Viral Warts in Dogs

Viral warts in dogs, also known as viral papilloma, are growths that develop on your pet's body and typically around his face and mouth. These growths are not cancerous and are benign, but they may prove to be uncomfortable for your pet, so it's important to be aware of them when they do occur. They generally appear as small, cauliflower shaped growths of skin around the eyes, nose and mouth. Read on for a brief overview of viral warts in dogs, including information on the symptoms that they present, how to diagnose them, and the treatment options from which you have to choose.

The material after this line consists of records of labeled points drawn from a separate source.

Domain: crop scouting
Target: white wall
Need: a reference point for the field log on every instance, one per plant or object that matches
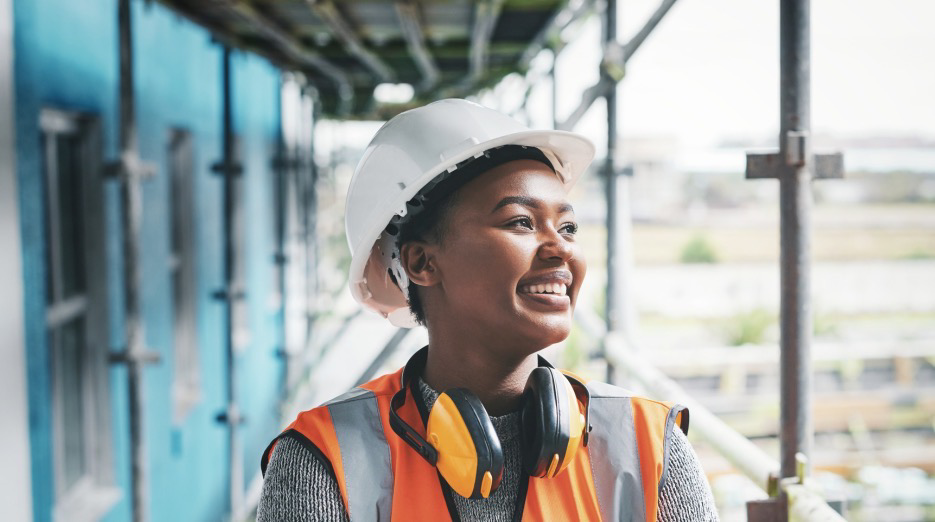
(15, 484)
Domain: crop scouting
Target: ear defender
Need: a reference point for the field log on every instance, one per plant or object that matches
(552, 423)
(462, 444)
(469, 454)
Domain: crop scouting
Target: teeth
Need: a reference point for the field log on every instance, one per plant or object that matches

Symptoms of Viral Warts in Dogs

Viral warts can occur in any breed of dog and are equally likely to be found in pets of both genders. They are most commonly found in pets under two years of age, as there is believed to be a link between the growth of the warts and certain phases of your pet's general development. In order to be able to determine the existence of your pet's viral warts, you'll need to be attuned to the following symptoms, which are most commonly seen in these cases:

  • Foul breath
  • Bleeding from the mouth or nose
  • Visible growths around the eyes, nose and mouth
  • Excessive salivation

If you notice these or any other symptoms which you think may be indicative of viral warts on your pet's face, take note of the symptoms that you see and bring your pet in to the vet for immediate analysis. While the warts are almost always not serious, they can nonetheless cause your pet discomfort and leave him more susceptible to other infections and conditions.

Diagnosing Viral Warts in Dogs

In most cases, your vet will diagnose viral warts based on the physical symptoms of the warts. However, he may also conduct several other tests in order to determine whether or not the warts are potentially serious. The most common other tools that your vet will use to help diagnose the condition include a full blood chemistry panel and count, which can help to identify certain chemicals associated with the warts in your pet's blood stream, and a biopsy of the warts. These tools are typically reserved for especially advanced cases.

Treating Viral Warts in Dogs

Most viral warts will resolve on their own and require no treatment. However, in cases in which the warts cause your pet extreme discomfort or pose some other type of hazard for your dog's health, surgery can be used to excise the viral warts. Surgery to remove the warts often makes use of cryo-techniques, which freeze the warts to allow them to be removed more easily. Crushing the warts will generally bring about an immune system response that helps to eliminate the wart as well.